Authors: Aguilera, J.
Publication: EVL, MFA Thesis
UNFOLDING SPACE is a VR enveloping landscape of concave and convex forms, which are determined by the orientation and displacement of the user in relation to a grid made of tesseracts (cubes in four dimensions). The interface accepts input from tridimensional and four dimensional transformations, and smoothly displays such interactions in real-time. Instead of navigating the familiar landscape of volumes, space is attached to the shadow of a higher dimensional grid, which can then be turned around, to stretch or compress their sides to face the person. Such shadow projected to three dimensions use the distortion of tridimensional perspective to organize visual hierarchy. Stereo visualization and real-time computer graphics also allow us to integrate the dynamic abilities of the human body for accessing higher dimensions while assimilating complex configurations. The motion of the person becomes the graphic element whereas the higher dimensional grid references to his / her position relative to it. The person learns how motion inputs affect the grid, recognizing a correlation between the input and the transformations.
Tridimensional projections can be flattened to the screen of a computer, and so can higher dimensions. Higher dimensions may cause concern because we are only used to three dimensions when we move around the world with our bodies. But if we were two dimensional beings, and were to be shown a tridimensional object, all we could see from it would be its two dimensional shadow crossing our plane of existence over time.
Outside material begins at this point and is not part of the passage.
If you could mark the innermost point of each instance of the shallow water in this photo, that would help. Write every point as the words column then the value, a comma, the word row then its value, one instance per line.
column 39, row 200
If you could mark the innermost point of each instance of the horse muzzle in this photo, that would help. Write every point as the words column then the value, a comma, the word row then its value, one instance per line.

Since we are not two dimensional beings, but tridimensional ones, UNFOLDING SPACE confronts us with a structure which is one dimension higher than our perceptual world. The design tool to make such space visible is the grid8: the same way that a flat space can be shown through a grid of squares and tridimensional space can be revealed through a grid of cubes, four dimensional space, can be revealed through a grid of tesseracts (the four dimensional projection of a cube), in this case, casted into three dimensions. What we end up seeing is a flexible space that expands and collapses, self-intersecting depending on our position in relation to it. Of course the fourth dimension can cast a shadow in either two dimensional or tridimensional space, but I base its parameters on a tridimensional shadow since that is closer to the natural experience of moving our bodies through space.